I took the GRE last week, which means I have a bulk of the necessary components to complete graduate school applications. The test went well enough, though I was very stressed leading up to it. Studying for only the month preceding the test wasn’t the best idea; I’ve learned you can still procrastinate while living in the bush.
October has been much wetter this year than last. Lately I’ve seen pretty frequent, albeit fleeting rain. There’s nothing I dislike about rain – no, make that water in general. I often find myself standing outside, like I did today, to soak up storms. They’re irresistible.
Yesterday began the district’s annual evidence-based planning meetings. Last year I was the lone volunteer in my district and endured the frustrations of this process on my own. Although there are other volunteers around this year, the data used to construct the local response to HIV/AIDS is still out-of-date or simply bad. Protestations don’t seem to permeate, and the committee pushes forward on the unstable foundation of imprecise information. Inquiries about improving the quality of statistics are met with dead-end finger pointing. This takes me to the root of why I decided to only engage people when asked. Laboring over something so wasteful saps both my energy and willpower.

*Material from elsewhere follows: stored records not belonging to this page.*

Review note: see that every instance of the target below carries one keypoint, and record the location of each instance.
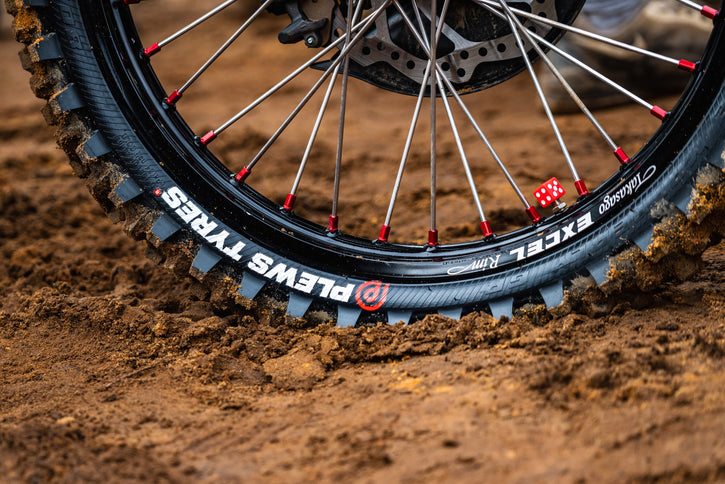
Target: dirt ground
(113, 370)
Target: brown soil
(114, 370)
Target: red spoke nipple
(533, 214)
(208, 138)
(432, 238)
(242, 176)
(173, 98)
(709, 12)
(687, 66)
(581, 188)
(486, 228)
(151, 50)
(659, 113)
(332, 225)
(549, 192)
(289, 202)
(384, 233)
(621, 156)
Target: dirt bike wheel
(146, 168)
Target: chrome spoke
(681, 63)
(531, 211)
(516, 26)
(616, 149)
(292, 195)
(333, 222)
(705, 10)
(174, 97)
(385, 229)
(156, 47)
(359, 29)
(433, 232)
(485, 225)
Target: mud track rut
(114, 370)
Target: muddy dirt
(114, 370)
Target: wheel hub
(477, 48)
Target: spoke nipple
(581, 188)
(709, 12)
(659, 113)
(432, 238)
(533, 215)
(621, 156)
(173, 98)
(687, 66)
(243, 175)
(332, 225)
(486, 229)
(151, 50)
(384, 233)
(289, 202)
(208, 138)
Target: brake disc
(477, 48)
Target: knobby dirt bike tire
(647, 224)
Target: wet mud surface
(112, 369)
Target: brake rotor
(477, 48)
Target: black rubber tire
(142, 164)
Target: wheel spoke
(174, 97)
(333, 223)
(359, 28)
(705, 10)
(156, 47)
(516, 27)
(616, 149)
(433, 232)
(485, 225)
(681, 63)
(531, 211)
(385, 229)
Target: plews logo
(371, 295)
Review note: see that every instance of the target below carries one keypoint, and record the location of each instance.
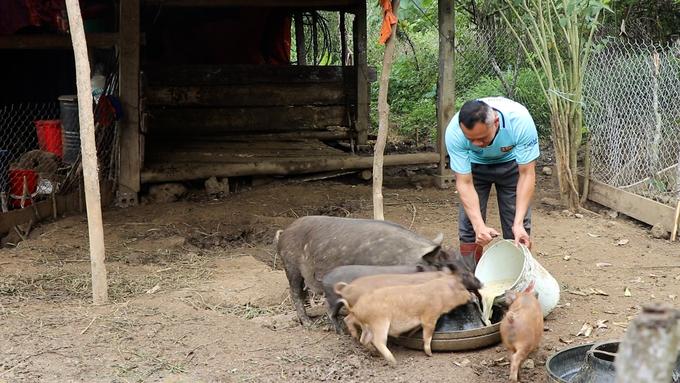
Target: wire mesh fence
(40, 149)
(631, 92)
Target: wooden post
(649, 349)
(446, 85)
(89, 153)
(130, 148)
(384, 119)
(361, 62)
(300, 48)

Frankly, I can no longer consume myself with things I find so pointless. The amount of time I have left places me in a do or die situation. I want to finish certain things and that can only happen by sacrificing the bullshit. It’s very easy to empathize with people who find service unfulfilling (I’ve oscillated across the line). Part of me envisions some sort of grand, ceremonial end to my service, but the reality is that I’ll probably just take a quiet bow.

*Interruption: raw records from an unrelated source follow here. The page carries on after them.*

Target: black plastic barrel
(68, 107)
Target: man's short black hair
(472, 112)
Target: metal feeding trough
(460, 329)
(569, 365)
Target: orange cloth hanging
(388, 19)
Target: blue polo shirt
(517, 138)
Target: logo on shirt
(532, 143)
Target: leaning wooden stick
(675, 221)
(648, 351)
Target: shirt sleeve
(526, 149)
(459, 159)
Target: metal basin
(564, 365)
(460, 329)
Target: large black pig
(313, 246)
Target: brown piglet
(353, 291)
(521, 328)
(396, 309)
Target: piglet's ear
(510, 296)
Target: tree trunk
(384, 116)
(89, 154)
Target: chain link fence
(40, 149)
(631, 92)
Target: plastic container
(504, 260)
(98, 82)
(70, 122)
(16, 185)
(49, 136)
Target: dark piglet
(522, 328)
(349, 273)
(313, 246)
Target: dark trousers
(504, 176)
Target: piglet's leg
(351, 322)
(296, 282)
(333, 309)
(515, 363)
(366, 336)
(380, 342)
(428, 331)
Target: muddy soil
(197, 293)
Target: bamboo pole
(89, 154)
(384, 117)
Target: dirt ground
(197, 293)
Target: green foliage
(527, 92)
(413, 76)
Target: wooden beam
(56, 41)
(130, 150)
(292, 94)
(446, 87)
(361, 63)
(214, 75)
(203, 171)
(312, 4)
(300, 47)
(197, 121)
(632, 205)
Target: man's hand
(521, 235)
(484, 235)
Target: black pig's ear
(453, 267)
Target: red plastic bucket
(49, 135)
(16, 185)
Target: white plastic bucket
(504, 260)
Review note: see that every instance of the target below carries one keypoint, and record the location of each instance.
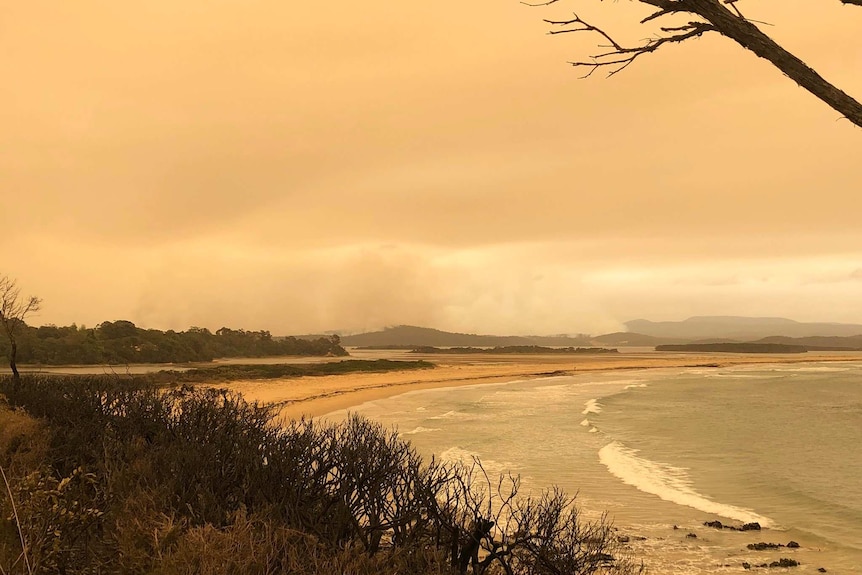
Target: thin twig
(17, 521)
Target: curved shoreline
(316, 396)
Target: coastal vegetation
(107, 476)
(226, 373)
(122, 342)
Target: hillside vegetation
(112, 477)
(122, 342)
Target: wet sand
(316, 396)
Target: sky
(342, 165)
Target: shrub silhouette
(183, 480)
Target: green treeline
(110, 476)
(121, 342)
(525, 349)
(226, 373)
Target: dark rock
(784, 562)
(762, 546)
(603, 558)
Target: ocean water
(663, 451)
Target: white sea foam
(668, 482)
(420, 429)
(592, 406)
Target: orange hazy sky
(308, 166)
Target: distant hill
(408, 335)
(631, 339)
(823, 343)
(739, 328)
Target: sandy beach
(316, 396)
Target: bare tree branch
(13, 311)
(724, 17)
(620, 57)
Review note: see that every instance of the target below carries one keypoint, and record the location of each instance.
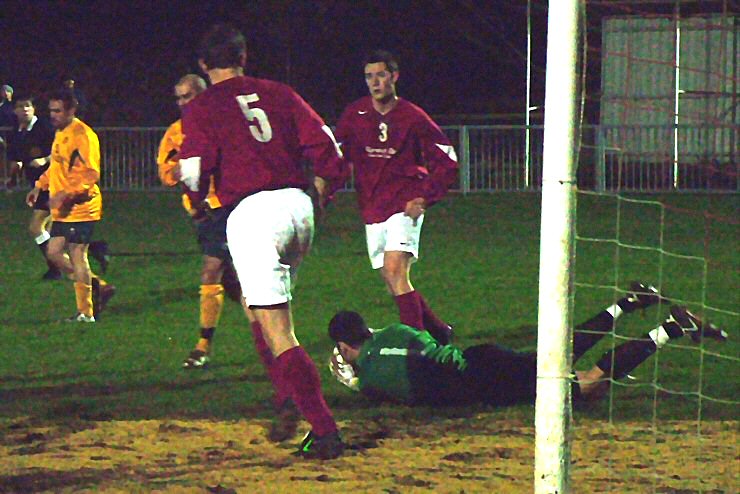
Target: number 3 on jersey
(262, 132)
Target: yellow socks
(83, 296)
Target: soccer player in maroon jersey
(252, 135)
(403, 163)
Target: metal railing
(495, 158)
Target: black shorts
(499, 376)
(79, 232)
(42, 201)
(212, 234)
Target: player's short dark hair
(348, 327)
(222, 47)
(23, 98)
(377, 56)
(67, 97)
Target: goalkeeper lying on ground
(400, 363)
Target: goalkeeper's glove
(343, 371)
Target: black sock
(589, 333)
(44, 248)
(626, 357)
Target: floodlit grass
(478, 269)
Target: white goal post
(554, 328)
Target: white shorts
(268, 234)
(397, 233)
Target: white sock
(659, 336)
(615, 310)
(43, 237)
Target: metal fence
(509, 158)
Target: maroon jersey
(253, 135)
(396, 157)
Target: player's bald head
(188, 87)
(194, 81)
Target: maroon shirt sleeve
(319, 146)
(439, 157)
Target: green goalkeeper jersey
(402, 363)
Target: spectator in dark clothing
(69, 84)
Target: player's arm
(198, 155)
(168, 157)
(439, 156)
(320, 147)
(41, 184)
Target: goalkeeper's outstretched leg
(617, 363)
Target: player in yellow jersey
(217, 274)
(75, 203)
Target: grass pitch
(478, 269)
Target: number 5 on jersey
(262, 132)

My favorite piece of advice to give about Peace Corps is this: be selfish. Most volunteers want to make an impact and leave a legacy of positive change, but disregard the fact that this work is about personal development as well. A lot of time is spent training on the proper way to approach development, but it doesn’t always work and we never talk about the backup plan. There comes a point when you have to do what you want to do in order to be happy. Sometimes it isn’t as drastic as constructing a building or planting an orchard. It can be learning how to play the guitar or writing a novel or getting into crazy good physical shape. It can also be about saying “I don’t want to do that.”